Ursprungslandprinzip

Ursprungslandprinzip

Mit Herkunftsland- bzw. Ursprungslandprinzip bezeichnet man mehrere Prinzipien, die die Rechtsstellung von Waren- und Dienstleistungsanbietern in einem Gemeinsamen Markt wie z. B. der Europäischen Union im grenzüberschreitenden Verkehr regeln. Dabei finden die Regeln des Herkunftslandes Anwendung.

Besteuerung

Unter Ursprungslandprinzip im Sinne des deutschen Umsatzsteuergesetzes versteht man die Besteuerung einer Lieferung oder Leistung mit dem Steuersatz des Ursprungs- oder Herkunftslandes. Das bedeutet, dass auch der Endverbraucher mit der Umsatzsteuer des Ursprungslandes belastet wird.

Dieses Verfahren wird angewendet bei Warenbewegungen im privaten Reiseverkehr (ausgenommen Neufahrzeuge), beim innergemeinschaflichen Erwerb unterhalb der Erwerbsschwelle (in Deutschland: 12.500 €) und bei Versendungslieferungen unterhalb der Lieferschwelle des Empfängerlandes (ausgenommen Neufahrzeuge und verbrauchsteuerpflichtige Waren: Lieferschwellen der einzelnen EU Länder zwischen 27.889 € und 100.000 € (März 2003)).

In der EU konnte das Herkunftslandprinzip bis heute formal nicht verwirklicht werden. Das Bestimmungslandprinzip wurde weitgehend beibehalten. Tatsächlich gilt mangels der im Vertrag von Maastricht angestrebten Harmonisierung auf hohem Niveau Richterrecht. Dieses führt - falls denn geklagt wird - zwangsläufig zur Durchsetzung des Herkunftslandprinzips. Zudem befördert die EU-Kommission das Herkunftslandprinzip durch mannigfache Richtlinien. Dies hat zur Folge, dass in jedem EU-Land 27 Rechtsordnungen bestehen, von denen nur eine vom nationalen Parlament bestimmt werden kann.

Gemeinsamer Binnenmarkt

siehe Binnenmarkt

In Zusammenhang mit dem Gemeinsamen Binnenmarkt der Europäischen Union besagt das Herkunftslandprinzip, dass eine Ware oder eine Dienstleistung, die nach den Rechtsvorschriften eines Mitgliedstaates ordnungsgemäß hergestellt und auf den Markt gebracht worden ist, vorbehaltlich bestimmter Ausnahmen grundsätzlich von diesem Mitgliedsstaat aus innerhalb der gesamten Union auf den Markt gebracht werden darf.

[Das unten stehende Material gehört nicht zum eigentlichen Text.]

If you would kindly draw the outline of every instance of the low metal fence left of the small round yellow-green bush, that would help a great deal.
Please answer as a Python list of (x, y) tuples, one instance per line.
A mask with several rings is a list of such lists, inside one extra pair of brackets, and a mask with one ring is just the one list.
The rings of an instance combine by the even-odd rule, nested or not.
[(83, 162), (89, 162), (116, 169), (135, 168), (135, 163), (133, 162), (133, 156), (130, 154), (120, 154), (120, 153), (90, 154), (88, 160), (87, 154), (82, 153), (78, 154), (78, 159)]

So durfte beispielsweise in Deutschland Bier auch dann verkauft werden, wenn es nicht dem deutschen Reinheitsgebot entsprach, wohl aber den Regelungen des Landes, in dem es hergestellt wurde.

Dienstleistungen

Im Zuge der geplanten Dienstleistungsrichtlinie sollte dieses Prinzip in der EU ursprünglich auch bei Dienstleistungen gelten. Im Dienstleistungsbereich wäre das anbietende Unternehmen dann nur den gesetzlichen Regelungen seines Heimatlandes unterworfen. Dies hätte zur Folge gehabt, dass ein Dienstleistungsanbieter, der die Zulassung in einem EU-Staat besitzt, in allen Staaten tätig werden kann. Nach zahlreichen Protesten seitens globalisierungskritischer nichtstaatlicher Organisationen wie Attac, Gewerkschaften etc. wurde das Herkunftslandprinzip im Februar 2006 durch das EU-Parlament aus der geplanten Dienstleistungsrichtlinie faktisch gestrichen.